Maybe it was when you wondered if you were fake and nothing about you was ever true.
Maybe it was when you were so insecure and thought so lowly of yourself that people were disgusted.
Maybe it was when you wondered if you were pretending to think of yourself as scum, to be likable, to gain sympathy, to buy feelings, you didn't know.
Maybe it was when you were the epitomy of a coward and watched while they fought.
Maybe it was when you betrayed yourself and never did the things you promised yourself.
Maybe it was when you betrayed others.
Maybe it was when you pretended to be noble and dreamed of the right thing you should have done, what you should have done to show off, show off your "courage" but the problem was that you dreamed and only dreamed.
Maybe it was when you craved for heart-wrenching songs but nothing was emotional enough for you.
Maybe it was when you should have been stubborn and followed U home, so U might not be angry anymore.
Maybe it was when you doubted.
Maybe it was when you were rude and vulgar.
Maybe it was when you only wanted to secure yourself a nice future.

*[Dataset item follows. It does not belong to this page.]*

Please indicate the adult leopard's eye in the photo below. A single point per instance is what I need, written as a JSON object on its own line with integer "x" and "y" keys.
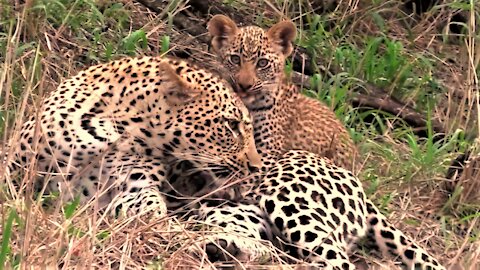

Maybe, to put it simply, you were exactly like you are now.

That's You.

♥ you and i both loved

Friday, May 16, 2008 @10:58 PM

16 May! Yesterday was exactly 7 months before my birthday. I know it's still ages away (7 months, imagine that!) but it sort of represents a milestone. There's only one way, which is to keep waiting.

The choir concert was good and I especially loved the final song, Beauty and the Beast. Well, technically it was the last song, but because of wild calls for an encore performance, it became the song before the last. =P It was always going to be an interesting evening, with two groups of people on my left and right shouting their hearts out. Haha. We were late! for the start of the concert and after intermission. Now the only place that I know the best there is the auditorium.

The past month - plays. Shakespeare 24. Chinese Drama. Hypochondriac. All of them have been extremely worthwhile going to watch, especially with the amount of laughter. Comic relief. During shakespeare 24, we had hilarious shakespeare performances. During Chinese Drama, we had a hilarious mother dressed in an apron. Not forgetting valuable life lessons and a not-so-ordinary relationship. During Hypochondriac, we had a hilarious everything.

Parvati Shallow - winner of Survivor-Micronesia

On the morning of Labour Day, I anticipated myself to enjoy 90 mintues of great soccer where Liverpool would win like champions. But I found myself having to endure 120 minutes of delight, despair and agony silently in the darkness.

T is the most irritating, idiotic and rubbished person ever met. T is emotionally hypocritical, which makes me think if T's feelings are fake. T must be spending every minute of T's life lounging like a foolish arse.

I am armed with 3 Click Five tickets. Muahahaha! So excited. Looking forward and cannot wait for the concert. A blast.